- Interactive map of the Navigation Tower area

General information
- Status: Completed
- Type: Office
- Location: Wes Bay, Doha, Qatar, 8GCG+JW2, Maysaloun Street, Doha
- Coordinates: 25°19′18″N 51°31′38″E﻿ / ﻿25.32171°N 51.52730°E
- Construction started: 2006
- Completed: 2011

Height
- Roof: 209 m (686 ft)

Technical details
- Structural system: Reinforced concrete
- Floor count: 53
- Floor area: 116,671 m^{2} (1,255,840 sq ft)
- Lifts/elevators: 8

Design and construction
- Architect: MZ Architects
- Architecture firm: MZ Architects
- Structural engineer: KONE Doka GmbH

= Navigation Tower Doha =

Residential skyscraper in Doha, Qatar

The Navigation Tower is an office skyscraper in West Bay, Doha, Qatar. Built between 2006 and 2011, the tower stands at 209 m tall with 53 floors and is the 22nd tallest building in Qatar.

==History==
===Architecture===
The primary purpose of the project was developing a versatile, detailed yet functional strategy for an office building that can adapt to a challenging climate while also displaying a distinctive design that represents the client's image, authority, and dominance in the industry.

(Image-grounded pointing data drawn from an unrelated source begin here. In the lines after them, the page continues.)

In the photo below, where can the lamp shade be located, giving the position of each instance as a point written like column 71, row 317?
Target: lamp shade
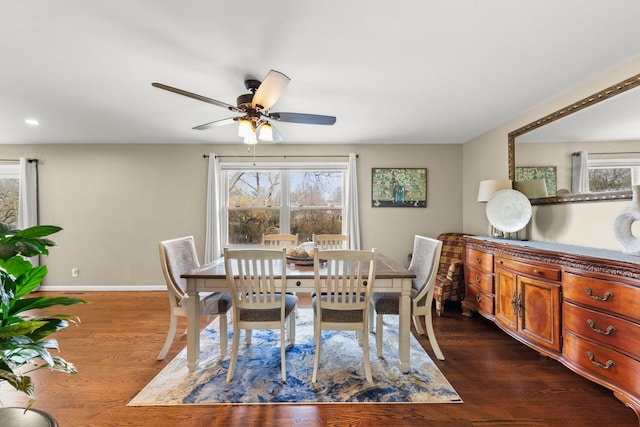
column 532, row 188
column 490, row 186
column 265, row 132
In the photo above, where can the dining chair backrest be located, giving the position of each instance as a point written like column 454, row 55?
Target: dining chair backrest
column 350, row 276
column 331, row 241
column 279, row 241
column 424, row 264
column 256, row 277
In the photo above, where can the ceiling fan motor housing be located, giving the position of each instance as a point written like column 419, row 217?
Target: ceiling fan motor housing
column 244, row 101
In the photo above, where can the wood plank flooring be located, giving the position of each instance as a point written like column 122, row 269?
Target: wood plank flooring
column 502, row 382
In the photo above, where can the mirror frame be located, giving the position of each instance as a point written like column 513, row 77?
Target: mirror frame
column 603, row 95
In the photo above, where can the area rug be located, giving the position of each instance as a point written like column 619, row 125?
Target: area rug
column 257, row 378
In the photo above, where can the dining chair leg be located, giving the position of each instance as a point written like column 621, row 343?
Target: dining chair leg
column 224, row 324
column 316, row 356
column 292, row 328
column 417, row 324
column 379, row 335
column 283, row 362
column 234, row 352
column 365, row 351
column 173, row 325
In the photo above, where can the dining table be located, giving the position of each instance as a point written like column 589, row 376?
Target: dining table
column 390, row 277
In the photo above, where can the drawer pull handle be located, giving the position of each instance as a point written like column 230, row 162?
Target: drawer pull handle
column 606, row 296
column 609, row 364
column 592, row 325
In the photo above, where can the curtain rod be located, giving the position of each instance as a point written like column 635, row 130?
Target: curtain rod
column 577, row 153
column 284, row 156
column 17, row 160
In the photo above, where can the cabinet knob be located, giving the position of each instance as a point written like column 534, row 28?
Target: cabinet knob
column 605, row 297
column 607, row 365
column 610, row 329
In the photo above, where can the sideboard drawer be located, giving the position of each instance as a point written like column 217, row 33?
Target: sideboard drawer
column 480, row 279
column 609, row 330
column 482, row 300
column 480, row 260
column 549, row 272
column 608, row 295
column 603, row 362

The project aimed to design a building with two main facades instead of four, integrating with the site's orientation to optimize daylight intake and minimize direct sunlight exposure to prevent overheating. There were no limitations on the architectural design, but the client wanted a striking skyscraper tailored for high-level executives in need of luxury and convenience, featuring around 50000 m2 of versatile, detailed yet functional office areas, with the top 5000 m2 designated for the company's main offices.

The slim volumetry of the building, with cut edges shapes out a sharp outline and stands impressively, evoking the grandeur of monolithic sculptures. Designed to match the shifting sun angles, the horizontal shades on the southern and northern sides serve as connectors between the expansive eastern and western sides, symbolizing the company's global maritime presence.